At the tight end position, the coaching staff welcomes back fourth year junior Brandon King who will see time at both end and H-back - and even fullback on short-yardage situations. At 6-foot-2 and 245 pounds, King has a surprising set of hands and has proven the ability to catch the ball out of the backfield and as a true fullback. Last season, Duke's offense took a major hit when King was lost for the season before the year even kicked off with an injury. As a sophomore in 2007, King's major contribution to the passing game was made in redzone situations. Despite hauling in just 10 catches for the season, four of them were for touchdowns.

Fellow fourth year junior Brett Huffman appears to have a chance to solidify himself in the rotation at the tight end spot as well. Last season's 14 catch for 171 yards and one score performance made him the favorite entering Spring ball and then preseason, and not much appears to have changed. At 6-foot-4 and nearly 245 pounds, Huffman can help in the passing game by either providing a big target over the middle or engaging a linebacker on a blitz package. He's been tabbed as a preseason third team All-ACC pick by the media.

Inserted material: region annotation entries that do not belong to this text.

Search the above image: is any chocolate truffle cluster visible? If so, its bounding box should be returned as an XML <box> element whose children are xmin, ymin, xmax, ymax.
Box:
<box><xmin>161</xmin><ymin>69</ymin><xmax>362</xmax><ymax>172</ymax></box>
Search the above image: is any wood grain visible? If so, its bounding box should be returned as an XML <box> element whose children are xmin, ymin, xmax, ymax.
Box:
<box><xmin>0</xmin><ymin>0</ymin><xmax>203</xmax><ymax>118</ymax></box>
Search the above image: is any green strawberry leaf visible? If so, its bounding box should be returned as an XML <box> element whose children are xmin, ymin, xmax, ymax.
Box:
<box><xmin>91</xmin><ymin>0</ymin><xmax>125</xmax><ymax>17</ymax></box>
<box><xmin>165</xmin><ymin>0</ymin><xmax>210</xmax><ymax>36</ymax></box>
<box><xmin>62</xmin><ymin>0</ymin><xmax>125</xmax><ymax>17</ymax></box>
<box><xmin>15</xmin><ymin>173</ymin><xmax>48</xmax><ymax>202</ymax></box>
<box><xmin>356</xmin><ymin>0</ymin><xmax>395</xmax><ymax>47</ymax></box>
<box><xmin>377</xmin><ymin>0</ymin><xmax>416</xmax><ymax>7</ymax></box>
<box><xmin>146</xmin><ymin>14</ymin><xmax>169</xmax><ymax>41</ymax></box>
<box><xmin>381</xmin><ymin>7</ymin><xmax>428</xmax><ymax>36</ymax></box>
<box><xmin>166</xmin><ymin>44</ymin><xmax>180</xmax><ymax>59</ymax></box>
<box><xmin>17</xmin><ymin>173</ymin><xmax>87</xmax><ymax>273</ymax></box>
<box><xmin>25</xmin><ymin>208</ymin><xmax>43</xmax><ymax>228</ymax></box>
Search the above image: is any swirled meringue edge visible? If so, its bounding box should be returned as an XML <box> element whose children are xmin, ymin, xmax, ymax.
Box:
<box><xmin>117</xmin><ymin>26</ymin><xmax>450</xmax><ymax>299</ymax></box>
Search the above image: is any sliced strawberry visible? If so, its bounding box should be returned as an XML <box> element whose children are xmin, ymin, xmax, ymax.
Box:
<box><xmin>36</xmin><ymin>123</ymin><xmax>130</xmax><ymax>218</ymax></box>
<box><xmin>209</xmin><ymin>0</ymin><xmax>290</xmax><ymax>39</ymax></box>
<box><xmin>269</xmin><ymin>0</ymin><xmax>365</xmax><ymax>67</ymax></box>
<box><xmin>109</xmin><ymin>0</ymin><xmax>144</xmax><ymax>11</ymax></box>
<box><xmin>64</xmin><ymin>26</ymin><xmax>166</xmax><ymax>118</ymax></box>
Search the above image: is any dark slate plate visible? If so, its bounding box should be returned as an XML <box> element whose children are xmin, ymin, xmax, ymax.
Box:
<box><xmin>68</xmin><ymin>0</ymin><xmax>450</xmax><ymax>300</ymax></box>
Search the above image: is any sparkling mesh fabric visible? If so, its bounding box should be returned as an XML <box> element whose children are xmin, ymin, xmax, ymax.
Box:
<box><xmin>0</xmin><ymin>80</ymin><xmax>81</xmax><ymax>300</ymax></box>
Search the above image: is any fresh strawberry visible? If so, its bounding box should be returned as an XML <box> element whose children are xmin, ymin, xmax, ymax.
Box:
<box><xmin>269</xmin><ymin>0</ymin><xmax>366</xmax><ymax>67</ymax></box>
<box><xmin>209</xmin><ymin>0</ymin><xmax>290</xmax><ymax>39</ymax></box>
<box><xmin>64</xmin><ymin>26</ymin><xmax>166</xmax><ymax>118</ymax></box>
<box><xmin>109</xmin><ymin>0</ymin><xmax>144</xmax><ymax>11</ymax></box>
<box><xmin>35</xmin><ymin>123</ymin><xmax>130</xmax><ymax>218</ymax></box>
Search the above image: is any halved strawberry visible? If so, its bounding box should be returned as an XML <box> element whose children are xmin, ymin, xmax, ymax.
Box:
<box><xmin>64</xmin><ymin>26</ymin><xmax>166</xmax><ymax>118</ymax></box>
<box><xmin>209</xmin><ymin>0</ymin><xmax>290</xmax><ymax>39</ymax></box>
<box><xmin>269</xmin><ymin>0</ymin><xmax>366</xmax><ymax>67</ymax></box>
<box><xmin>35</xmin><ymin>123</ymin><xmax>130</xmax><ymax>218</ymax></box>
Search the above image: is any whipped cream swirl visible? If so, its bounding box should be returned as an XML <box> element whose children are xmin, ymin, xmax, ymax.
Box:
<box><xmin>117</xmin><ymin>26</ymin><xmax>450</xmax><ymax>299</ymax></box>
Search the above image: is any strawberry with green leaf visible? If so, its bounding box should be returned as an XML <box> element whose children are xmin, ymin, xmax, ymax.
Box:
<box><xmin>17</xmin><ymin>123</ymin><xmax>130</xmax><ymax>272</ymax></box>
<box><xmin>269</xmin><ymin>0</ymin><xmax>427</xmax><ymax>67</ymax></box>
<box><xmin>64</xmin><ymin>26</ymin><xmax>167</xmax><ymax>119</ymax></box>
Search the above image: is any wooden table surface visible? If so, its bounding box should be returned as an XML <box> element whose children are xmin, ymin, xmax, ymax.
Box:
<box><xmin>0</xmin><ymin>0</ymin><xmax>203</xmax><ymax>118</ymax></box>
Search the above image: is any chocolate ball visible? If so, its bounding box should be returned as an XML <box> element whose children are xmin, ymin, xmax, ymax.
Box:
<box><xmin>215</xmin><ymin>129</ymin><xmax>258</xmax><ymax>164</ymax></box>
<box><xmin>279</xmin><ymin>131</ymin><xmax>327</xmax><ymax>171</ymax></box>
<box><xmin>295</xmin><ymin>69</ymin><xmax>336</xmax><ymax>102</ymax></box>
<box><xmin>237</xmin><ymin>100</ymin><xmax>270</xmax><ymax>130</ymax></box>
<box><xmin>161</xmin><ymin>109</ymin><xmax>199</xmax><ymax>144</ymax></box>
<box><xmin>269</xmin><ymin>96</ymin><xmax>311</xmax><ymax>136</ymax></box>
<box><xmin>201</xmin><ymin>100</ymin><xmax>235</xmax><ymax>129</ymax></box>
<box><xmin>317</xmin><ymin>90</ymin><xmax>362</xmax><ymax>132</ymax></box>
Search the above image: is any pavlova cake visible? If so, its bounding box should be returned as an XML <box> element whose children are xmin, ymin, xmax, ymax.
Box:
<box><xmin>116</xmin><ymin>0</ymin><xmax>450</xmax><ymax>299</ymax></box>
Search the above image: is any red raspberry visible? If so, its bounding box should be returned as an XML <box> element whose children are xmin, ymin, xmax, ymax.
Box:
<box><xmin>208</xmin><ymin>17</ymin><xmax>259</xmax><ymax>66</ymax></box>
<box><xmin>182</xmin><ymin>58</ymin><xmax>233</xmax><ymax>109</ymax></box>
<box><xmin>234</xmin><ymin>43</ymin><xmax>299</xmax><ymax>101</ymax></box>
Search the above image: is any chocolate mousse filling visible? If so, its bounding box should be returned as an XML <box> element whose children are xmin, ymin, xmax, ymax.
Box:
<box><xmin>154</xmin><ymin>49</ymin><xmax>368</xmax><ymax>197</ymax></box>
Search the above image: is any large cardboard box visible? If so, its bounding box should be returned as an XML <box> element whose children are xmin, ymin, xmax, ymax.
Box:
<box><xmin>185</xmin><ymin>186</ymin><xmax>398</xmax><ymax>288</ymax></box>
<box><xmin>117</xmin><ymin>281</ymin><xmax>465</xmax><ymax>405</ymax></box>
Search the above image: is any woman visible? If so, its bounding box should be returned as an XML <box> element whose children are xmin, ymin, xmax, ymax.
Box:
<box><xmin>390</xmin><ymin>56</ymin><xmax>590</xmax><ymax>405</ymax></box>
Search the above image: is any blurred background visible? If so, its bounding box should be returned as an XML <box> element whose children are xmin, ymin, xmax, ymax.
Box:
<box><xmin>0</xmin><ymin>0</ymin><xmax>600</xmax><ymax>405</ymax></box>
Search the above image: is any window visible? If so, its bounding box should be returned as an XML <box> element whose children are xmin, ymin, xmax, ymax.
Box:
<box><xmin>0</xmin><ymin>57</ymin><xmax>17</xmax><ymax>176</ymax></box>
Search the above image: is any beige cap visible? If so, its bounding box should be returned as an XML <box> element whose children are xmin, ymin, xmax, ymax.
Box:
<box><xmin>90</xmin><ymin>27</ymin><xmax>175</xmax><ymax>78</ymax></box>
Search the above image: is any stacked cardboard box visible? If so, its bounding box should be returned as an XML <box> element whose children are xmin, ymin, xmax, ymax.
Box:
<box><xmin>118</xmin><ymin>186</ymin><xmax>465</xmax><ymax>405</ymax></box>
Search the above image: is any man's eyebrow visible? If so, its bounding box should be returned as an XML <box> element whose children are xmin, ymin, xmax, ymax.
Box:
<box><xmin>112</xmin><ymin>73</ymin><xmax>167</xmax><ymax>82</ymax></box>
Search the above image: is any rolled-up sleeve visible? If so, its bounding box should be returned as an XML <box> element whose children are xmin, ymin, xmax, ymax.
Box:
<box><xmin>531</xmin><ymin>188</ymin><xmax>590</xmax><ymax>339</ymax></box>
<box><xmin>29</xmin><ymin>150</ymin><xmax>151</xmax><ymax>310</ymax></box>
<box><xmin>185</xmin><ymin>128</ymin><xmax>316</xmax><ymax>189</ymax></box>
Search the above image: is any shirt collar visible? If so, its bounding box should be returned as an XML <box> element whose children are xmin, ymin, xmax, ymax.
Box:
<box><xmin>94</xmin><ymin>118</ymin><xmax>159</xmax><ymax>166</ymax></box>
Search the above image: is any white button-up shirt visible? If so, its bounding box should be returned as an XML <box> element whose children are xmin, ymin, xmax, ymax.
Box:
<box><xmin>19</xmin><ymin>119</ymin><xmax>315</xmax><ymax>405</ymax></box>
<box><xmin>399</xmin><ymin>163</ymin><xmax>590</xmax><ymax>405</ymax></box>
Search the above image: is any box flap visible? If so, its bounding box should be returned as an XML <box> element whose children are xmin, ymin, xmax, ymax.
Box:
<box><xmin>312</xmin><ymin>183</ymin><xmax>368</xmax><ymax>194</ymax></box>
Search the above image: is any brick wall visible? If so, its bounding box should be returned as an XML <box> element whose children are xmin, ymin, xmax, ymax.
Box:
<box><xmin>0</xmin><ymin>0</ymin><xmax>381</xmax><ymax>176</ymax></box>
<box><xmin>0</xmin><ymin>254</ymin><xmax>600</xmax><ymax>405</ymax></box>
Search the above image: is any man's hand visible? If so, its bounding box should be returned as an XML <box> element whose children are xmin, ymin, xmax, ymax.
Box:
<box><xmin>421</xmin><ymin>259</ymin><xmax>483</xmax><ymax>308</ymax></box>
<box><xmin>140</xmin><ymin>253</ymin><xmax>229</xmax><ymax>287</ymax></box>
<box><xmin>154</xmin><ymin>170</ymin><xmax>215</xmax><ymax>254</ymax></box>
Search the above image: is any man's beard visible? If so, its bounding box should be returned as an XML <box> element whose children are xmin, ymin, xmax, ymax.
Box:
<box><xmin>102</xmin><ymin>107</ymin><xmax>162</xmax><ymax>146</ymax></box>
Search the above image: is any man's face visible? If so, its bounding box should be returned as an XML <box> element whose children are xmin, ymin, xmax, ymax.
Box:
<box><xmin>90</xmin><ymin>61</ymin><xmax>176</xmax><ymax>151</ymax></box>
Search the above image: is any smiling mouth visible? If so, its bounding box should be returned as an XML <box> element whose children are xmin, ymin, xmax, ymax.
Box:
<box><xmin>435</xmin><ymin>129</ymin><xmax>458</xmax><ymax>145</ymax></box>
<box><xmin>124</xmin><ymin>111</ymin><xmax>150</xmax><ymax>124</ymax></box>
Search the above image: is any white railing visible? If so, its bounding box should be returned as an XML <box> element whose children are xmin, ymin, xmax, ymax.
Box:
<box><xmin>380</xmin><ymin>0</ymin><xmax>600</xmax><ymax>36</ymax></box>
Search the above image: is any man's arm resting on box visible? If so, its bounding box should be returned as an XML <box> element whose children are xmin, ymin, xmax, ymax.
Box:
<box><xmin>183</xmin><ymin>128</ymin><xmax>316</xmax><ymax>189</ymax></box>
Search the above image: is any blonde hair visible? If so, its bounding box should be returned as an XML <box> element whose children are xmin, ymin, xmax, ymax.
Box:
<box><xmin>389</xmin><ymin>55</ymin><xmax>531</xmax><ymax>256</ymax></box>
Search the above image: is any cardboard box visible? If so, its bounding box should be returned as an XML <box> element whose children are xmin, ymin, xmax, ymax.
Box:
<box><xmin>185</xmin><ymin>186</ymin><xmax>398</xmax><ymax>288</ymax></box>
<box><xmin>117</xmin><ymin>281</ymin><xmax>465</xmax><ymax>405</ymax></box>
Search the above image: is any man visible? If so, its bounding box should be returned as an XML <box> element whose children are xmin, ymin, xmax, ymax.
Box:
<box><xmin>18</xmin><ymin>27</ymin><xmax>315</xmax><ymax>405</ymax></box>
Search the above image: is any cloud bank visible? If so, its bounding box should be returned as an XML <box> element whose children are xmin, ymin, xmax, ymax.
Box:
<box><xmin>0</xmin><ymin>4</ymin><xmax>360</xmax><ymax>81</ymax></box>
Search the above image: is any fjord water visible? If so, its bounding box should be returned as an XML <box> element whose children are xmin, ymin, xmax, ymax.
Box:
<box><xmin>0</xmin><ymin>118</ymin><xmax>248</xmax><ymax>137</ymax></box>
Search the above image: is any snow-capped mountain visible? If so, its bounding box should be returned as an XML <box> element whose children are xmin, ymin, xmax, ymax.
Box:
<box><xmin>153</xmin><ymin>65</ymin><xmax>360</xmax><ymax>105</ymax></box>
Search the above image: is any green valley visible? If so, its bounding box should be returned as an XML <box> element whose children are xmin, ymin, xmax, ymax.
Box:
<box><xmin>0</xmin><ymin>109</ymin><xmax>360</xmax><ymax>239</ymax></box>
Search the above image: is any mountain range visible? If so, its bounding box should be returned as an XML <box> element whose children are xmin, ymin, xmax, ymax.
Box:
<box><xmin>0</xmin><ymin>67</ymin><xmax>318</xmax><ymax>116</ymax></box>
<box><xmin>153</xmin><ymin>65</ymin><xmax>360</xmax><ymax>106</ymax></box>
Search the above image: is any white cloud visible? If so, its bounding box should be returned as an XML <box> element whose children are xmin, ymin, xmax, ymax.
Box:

Another junior, Danny Parker, enters his third year in Durham as one of the group's best pass catching option along with 6-foot-5, 230 pound redshirt freshman Kenny Anunike. Both players are expected to see action throughout the season as Cutcliffe puts together different passing attacks.

With so many versatile options at the tight end and receiver positions, it's no wonder that both Lewis and Cutcliffe were excited at the ACC's annual media day. Another group that will no doubt appreciate the makeup of the roster is the running backs, who will have some pressure taken off as they look to build on their 2008 performance. As Kelly noted in his interview, the receivers are well versed on their responsibilities in not only catching the ball and making plays, but also meeting their less glamorous responsibilities.

"We are drilled on the blocking and finishing out the plays. As receivers we can really make or break a big play for our running backs. If they bust through the line, there's really only one guy who can get to them and that's the safety. Our coaches are always on us to get to the safety. If we can do that, then we can help our running game really flourish. If we take a play off, though, it makes it hard for our backs to break any game changing plays."